As pastor of the 14,000-member Concord Baptist Church of Christ, Taylor, 77, labored as shepherd and prophet in Brooklyn’s rugged Bedford-Stuyvesant neighborhood for 42 years until his retirement in 1990. Today, as Concord’s pastor emeritus, Taylor is called upon to fill pulpits, give lectures, and provide keynote addresses at churches and educational institutions throughout the country. Though the legend of Gardner Taylor is great, those who know him readily admit the actual man is even greater.

Taylor is a grand, stately figure, so it is odd to see him behind the wheel of his late-model Ford rather than perched behind a pulpit.

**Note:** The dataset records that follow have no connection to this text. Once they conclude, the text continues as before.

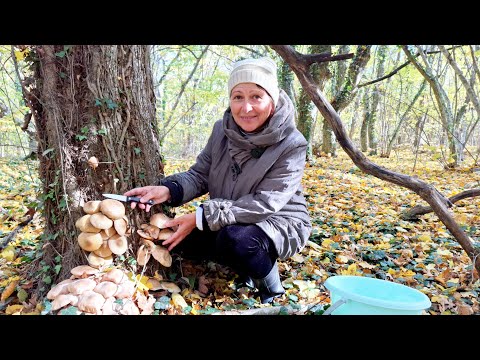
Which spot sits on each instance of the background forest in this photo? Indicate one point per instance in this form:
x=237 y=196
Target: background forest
x=410 y=109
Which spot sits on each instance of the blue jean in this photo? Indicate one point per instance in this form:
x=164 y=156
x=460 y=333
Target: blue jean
x=244 y=247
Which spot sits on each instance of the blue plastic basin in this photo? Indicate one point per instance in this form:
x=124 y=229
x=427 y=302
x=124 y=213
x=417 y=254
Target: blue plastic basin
x=358 y=295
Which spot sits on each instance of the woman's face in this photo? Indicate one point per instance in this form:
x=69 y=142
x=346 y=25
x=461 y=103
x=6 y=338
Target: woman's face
x=251 y=106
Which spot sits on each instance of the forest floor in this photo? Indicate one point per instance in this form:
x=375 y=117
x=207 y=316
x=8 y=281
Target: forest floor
x=357 y=230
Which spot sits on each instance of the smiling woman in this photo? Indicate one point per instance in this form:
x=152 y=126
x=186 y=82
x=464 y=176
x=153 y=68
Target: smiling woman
x=251 y=167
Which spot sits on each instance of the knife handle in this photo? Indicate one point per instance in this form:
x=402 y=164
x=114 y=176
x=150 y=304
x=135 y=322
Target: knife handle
x=137 y=199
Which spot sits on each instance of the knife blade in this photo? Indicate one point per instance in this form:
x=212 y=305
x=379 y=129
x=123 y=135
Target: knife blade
x=127 y=198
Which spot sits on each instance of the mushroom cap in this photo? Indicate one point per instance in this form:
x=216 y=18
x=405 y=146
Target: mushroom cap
x=101 y=221
x=125 y=289
x=114 y=209
x=83 y=271
x=159 y=220
x=104 y=250
x=64 y=300
x=79 y=286
x=143 y=255
x=162 y=255
x=129 y=308
x=165 y=234
x=110 y=306
x=120 y=226
x=98 y=262
x=107 y=233
x=58 y=290
x=118 y=244
x=106 y=289
x=91 y=207
x=115 y=275
x=91 y=302
x=169 y=286
x=83 y=224
x=90 y=241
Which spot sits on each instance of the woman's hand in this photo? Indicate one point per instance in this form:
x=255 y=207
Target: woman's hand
x=186 y=223
x=158 y=194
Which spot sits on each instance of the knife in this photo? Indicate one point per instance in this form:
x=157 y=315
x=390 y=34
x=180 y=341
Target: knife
x=127 y=198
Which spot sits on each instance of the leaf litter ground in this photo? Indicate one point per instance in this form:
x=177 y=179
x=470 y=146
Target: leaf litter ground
x=357 y=230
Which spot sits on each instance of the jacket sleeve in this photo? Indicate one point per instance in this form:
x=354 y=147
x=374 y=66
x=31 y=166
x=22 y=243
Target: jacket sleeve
x=194 y=181
x=278 y=186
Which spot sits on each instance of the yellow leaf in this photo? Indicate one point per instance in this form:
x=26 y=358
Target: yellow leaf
x=8 y=290
x=178 y=300
x=445 y=253
x=13 y=309
x=298 y=258
x=366 y=265
x=20 y=55
x=351 y=270
x=461 y=218
x=327 y=242
x=425 y=238
x=9 y=280
x=8 y=253
x=407 y=273
x=391 y=271
x=341 y=259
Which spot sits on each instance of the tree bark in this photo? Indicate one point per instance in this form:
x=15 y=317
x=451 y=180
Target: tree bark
x=90 y=101
x=438 y=202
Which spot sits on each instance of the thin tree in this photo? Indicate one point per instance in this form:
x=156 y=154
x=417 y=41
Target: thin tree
x=88 y=101
x=438 y=202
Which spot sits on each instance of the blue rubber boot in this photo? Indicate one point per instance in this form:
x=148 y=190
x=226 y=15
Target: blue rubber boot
x=270 y=286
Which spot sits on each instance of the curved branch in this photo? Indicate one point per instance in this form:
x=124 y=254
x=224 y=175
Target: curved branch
x=432 y=196
x=413 y=213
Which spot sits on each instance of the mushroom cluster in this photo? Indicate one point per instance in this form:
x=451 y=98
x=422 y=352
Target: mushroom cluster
x=155 y=230
x=93 y=291
x=104 y=230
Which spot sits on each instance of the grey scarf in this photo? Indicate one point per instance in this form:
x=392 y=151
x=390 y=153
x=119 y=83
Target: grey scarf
x=243 y=147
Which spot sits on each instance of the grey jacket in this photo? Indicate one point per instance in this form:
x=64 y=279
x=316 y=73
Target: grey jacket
x=262 y=186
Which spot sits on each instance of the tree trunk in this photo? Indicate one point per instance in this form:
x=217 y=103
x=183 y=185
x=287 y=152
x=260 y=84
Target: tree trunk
x=372 y=120
x=438 y=202
x=306 y=121
x=442 y=99
x=347 y=87
x=364 y=127
x=90 y=101
x=403 y=118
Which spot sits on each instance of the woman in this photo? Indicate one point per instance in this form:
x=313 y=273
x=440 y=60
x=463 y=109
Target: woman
x=252 y=167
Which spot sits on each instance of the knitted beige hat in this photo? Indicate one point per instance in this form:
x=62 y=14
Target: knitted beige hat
x=262 y=71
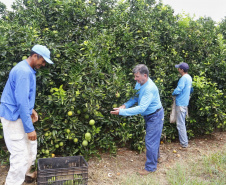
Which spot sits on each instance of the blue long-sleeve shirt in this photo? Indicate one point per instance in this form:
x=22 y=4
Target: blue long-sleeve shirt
x=148 y=100
x=18 y=97
x=183 y=90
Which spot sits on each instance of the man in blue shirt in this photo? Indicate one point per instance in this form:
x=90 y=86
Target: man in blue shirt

As he drives by Concord Baptist Church, I call out the street name on the corner sign: “Rev. Gardner C. Taylor Boulevard.”

“Yes, it’s a great honor,” he chimes in. “But I come from Louisiana, where they named the state law school for former governor Richard Leche. His name was placed high up on the building, engraved in stone. However, when he was sent to the penitentiary, they took it down.”

Such wry, self-deprecating humor is customary with Taylor, who regularly uses anecdotes and personal remembrances to deflect attention away from himself and toward the business of preaching the gospel.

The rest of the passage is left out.